Raising Initial Coin Offering 

Then, on Sept. 30, the AMF issued an alert, by way of a press release, on the risks of fraud associated with the ICO, as it suspected some documents to be forgeries. A few hours before that, Air Next had just brought forward by several days the date of its tokens pre-sale.

For employees of the new company, it was a brutal wake-up call. They quickly understood that they had been duped, that they'd bet on the proverbial house of cards. On the investor side, the CEO didn't get beyond an initial fundraising of 150,000 euros. He was hoping to raise millions, but despite his failure, he didn't lose confidence. Challenged by one of his employees on Telegram, he admitted that "many documents provided were false", that "an error cost the life of this project."

What was the "error" he was referring to? A typo in the name of the would-be bank backing the startup. A very small one, at the bottom of the page of the false bank certificate, where the name "Edmond de Rothschild" is misspelled "Edemond".

Finding culprits 

Before the AMF's public alert, websites specializing in crypto-assets had already noted certain inconsistencies. The company had declared a share capital of 1 billion euros, which is an enormous amount.
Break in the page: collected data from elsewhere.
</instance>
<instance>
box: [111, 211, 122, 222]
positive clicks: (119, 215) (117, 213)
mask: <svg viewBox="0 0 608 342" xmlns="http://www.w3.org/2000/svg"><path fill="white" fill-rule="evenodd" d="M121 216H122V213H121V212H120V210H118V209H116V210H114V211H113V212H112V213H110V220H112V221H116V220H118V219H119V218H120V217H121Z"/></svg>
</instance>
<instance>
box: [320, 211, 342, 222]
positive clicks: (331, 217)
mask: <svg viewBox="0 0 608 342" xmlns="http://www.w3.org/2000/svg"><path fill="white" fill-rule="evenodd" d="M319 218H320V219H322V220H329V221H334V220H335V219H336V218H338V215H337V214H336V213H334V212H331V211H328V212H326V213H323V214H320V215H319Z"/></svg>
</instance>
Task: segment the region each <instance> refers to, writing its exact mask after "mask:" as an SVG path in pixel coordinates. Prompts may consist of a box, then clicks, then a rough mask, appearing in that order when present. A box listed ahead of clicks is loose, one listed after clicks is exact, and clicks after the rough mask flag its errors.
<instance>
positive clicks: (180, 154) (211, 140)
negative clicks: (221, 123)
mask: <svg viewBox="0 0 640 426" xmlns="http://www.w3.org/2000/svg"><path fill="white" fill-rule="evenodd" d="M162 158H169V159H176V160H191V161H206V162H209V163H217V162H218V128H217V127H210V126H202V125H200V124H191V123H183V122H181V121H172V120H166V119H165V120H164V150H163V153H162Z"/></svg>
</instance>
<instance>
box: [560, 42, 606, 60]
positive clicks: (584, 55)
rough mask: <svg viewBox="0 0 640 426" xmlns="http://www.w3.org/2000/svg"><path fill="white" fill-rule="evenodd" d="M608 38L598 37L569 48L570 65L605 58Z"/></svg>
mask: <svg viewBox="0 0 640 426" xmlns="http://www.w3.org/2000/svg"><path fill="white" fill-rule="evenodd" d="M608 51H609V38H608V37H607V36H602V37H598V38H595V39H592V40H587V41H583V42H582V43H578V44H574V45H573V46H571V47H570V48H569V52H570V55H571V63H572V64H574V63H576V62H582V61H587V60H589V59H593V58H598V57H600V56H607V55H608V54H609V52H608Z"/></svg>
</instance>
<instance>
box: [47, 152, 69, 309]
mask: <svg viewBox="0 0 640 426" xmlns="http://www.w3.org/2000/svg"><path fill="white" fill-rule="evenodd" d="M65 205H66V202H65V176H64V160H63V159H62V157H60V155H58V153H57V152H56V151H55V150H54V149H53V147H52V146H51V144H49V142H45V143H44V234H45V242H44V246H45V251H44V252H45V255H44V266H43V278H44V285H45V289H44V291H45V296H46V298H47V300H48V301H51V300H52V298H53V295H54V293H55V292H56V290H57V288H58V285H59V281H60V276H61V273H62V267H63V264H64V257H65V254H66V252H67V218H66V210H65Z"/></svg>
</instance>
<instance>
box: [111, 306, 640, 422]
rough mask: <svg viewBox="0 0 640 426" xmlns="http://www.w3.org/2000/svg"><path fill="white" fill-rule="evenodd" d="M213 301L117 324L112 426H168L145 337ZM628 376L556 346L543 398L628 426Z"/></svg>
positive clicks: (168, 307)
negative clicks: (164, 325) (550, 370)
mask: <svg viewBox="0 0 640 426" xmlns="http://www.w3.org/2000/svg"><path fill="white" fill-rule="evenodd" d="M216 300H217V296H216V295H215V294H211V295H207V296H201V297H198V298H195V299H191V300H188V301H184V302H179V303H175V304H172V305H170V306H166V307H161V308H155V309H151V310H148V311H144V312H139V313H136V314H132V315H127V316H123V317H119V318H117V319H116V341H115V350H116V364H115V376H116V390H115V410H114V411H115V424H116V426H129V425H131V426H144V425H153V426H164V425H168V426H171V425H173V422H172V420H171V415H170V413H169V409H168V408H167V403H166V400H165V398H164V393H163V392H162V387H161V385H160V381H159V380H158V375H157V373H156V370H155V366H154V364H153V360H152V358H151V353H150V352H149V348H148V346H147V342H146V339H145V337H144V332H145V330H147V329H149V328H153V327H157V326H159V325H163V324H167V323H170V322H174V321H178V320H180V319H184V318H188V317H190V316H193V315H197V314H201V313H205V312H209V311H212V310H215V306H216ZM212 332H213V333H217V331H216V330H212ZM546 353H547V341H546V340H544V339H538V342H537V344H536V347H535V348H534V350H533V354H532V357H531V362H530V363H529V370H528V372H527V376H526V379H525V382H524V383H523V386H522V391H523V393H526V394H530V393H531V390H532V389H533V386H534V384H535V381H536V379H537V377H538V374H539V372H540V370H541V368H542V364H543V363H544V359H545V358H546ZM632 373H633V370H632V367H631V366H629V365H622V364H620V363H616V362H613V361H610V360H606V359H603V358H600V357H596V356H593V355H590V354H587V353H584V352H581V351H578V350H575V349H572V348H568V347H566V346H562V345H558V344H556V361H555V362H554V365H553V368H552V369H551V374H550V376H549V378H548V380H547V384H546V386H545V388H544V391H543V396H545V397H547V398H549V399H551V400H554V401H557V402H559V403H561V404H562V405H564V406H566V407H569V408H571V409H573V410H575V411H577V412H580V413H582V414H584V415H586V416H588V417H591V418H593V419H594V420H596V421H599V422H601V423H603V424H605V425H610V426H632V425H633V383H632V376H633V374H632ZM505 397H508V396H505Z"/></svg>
Air Next's CEO also boasted about having discovered bitcoin at a time when only a few geeks knew about cryptocurrency.

Employees and investors filed a complaint. Failing to find the general manager, Julien Leclerc — which might also be a fake name — they started looking for other culprits. They believe that if the Paris Commercial Court hadn't registered the company, no one would have been defrauded.

Beyond the handful of victims, this case is a plea for the implementation of more secure procedures, in an increasingly digital world, particularly following the pandemic. The much touted ICO market is itself a victim, and may find it hard to recover.